When I was a little girl, my grandpa and I would read a little Dahl every night in the summer. When the sun was still high in the sky long after my bed time, and the hours stretched out until forever. We read James and the Giant Peach, Charlie and the Chocolate Factory, Mathilda, and, of course, The BFG. There wasn't a single writer we both loved the way we loved Dahl. And now I'm pleased to see there might be a new generation of fans about to discover who Roald Dahl is going to be for them. Because that's the beauty of the legendary writer; he is someone different for every one of his readers.
Dahl was a British short story writer, poet, and beloved children's book author. He was born in 1916 in Wales to Norwegian parents and died in 1990. He is considered to be one of the greatest storytellers of our time, with a singular, magical style that has often been emulated but never quite duplicated. Dahl's children's stories tended to be darker affairs with a generous helping of whimsy. His stories have been around since the 1940s, and (as an entire new crop of Dahl readers will discover when Disney releases the screen version of The BFG on Friday) truly stand the test of time.
In The BFG, Dahl tells the story of a kind orphan named Sophie and her BFG (Big Friendly Giant). The BFG brings young Sophie back to the land of giants with him, where they both live in fear of other giants not quite as friendly as the BFG. The two new friends become determined to stop the other giants from eating humans (much appreciated) and a gorgeous, sad, sweet tale ensues. That's the thing about Dahl; he takes his sweet time running his readers through the whole gamut of emotions. Fear and loss and love and laughter; it's all always there.

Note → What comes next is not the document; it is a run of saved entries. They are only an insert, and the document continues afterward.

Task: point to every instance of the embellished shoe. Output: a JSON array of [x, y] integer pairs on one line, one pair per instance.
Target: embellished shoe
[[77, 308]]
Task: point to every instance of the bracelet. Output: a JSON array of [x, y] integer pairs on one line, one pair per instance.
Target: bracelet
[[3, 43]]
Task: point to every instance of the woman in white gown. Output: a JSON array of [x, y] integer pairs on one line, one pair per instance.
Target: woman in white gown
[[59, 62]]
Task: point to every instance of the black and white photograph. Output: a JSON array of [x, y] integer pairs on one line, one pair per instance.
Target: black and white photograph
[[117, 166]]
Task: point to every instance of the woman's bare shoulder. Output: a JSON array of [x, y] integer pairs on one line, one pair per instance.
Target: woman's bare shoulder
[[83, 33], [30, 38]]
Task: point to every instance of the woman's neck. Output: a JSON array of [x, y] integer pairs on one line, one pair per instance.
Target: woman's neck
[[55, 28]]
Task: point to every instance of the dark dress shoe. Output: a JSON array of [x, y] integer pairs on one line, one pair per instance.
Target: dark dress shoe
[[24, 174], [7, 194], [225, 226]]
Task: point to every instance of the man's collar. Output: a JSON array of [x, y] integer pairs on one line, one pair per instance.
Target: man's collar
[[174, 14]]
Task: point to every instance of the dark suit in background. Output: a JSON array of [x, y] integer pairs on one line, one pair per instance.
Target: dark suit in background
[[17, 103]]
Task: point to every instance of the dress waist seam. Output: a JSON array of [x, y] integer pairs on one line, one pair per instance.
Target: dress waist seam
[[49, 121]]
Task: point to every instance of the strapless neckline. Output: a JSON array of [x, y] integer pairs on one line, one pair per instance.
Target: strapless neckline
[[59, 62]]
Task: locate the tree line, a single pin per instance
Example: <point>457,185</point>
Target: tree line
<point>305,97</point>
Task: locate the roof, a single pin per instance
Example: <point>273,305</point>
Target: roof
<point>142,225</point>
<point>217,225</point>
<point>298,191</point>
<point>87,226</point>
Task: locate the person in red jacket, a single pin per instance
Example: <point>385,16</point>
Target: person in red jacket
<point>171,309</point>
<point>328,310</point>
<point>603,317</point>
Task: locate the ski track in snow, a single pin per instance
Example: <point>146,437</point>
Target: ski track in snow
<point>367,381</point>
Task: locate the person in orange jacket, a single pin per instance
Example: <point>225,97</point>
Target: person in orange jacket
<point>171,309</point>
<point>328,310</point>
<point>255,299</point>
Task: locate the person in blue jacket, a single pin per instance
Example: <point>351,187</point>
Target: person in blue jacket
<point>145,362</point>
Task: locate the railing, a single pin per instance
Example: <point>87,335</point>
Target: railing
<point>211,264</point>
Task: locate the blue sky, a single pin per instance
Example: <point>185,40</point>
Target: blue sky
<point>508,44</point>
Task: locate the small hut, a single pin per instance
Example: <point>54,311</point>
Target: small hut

The same could be said for Dahl's life as well. He was the father of five children (Olivia, Tessa, Theo, Ophelia, and Lucy) with his ex-wife, screen star Patricia Neal. (watch her in Breakfast At Tiffany's, you'll thank me later). Dahl and Neal lost their daughter Olivia to measles encephalitis at the age of 7, a death from which Dahl reportedly never fully recovered. He became an activist for immunization after Olivia's death, and dedicated his 1982 book The BFG to her.
J.K. Rowling, another groundbreaking writer for children and young adults (and me!) with her Harry Potter series has credited Dahl as one of her influences and counts Charlie and the Chocolate Factory as one of her top 10 books for children. And, as a girl who still misses her own beloved Grandpa Joe, I can tell parents that Dahl's words will live on in their kids' for decades to come, especially if parents are the ones reading to them.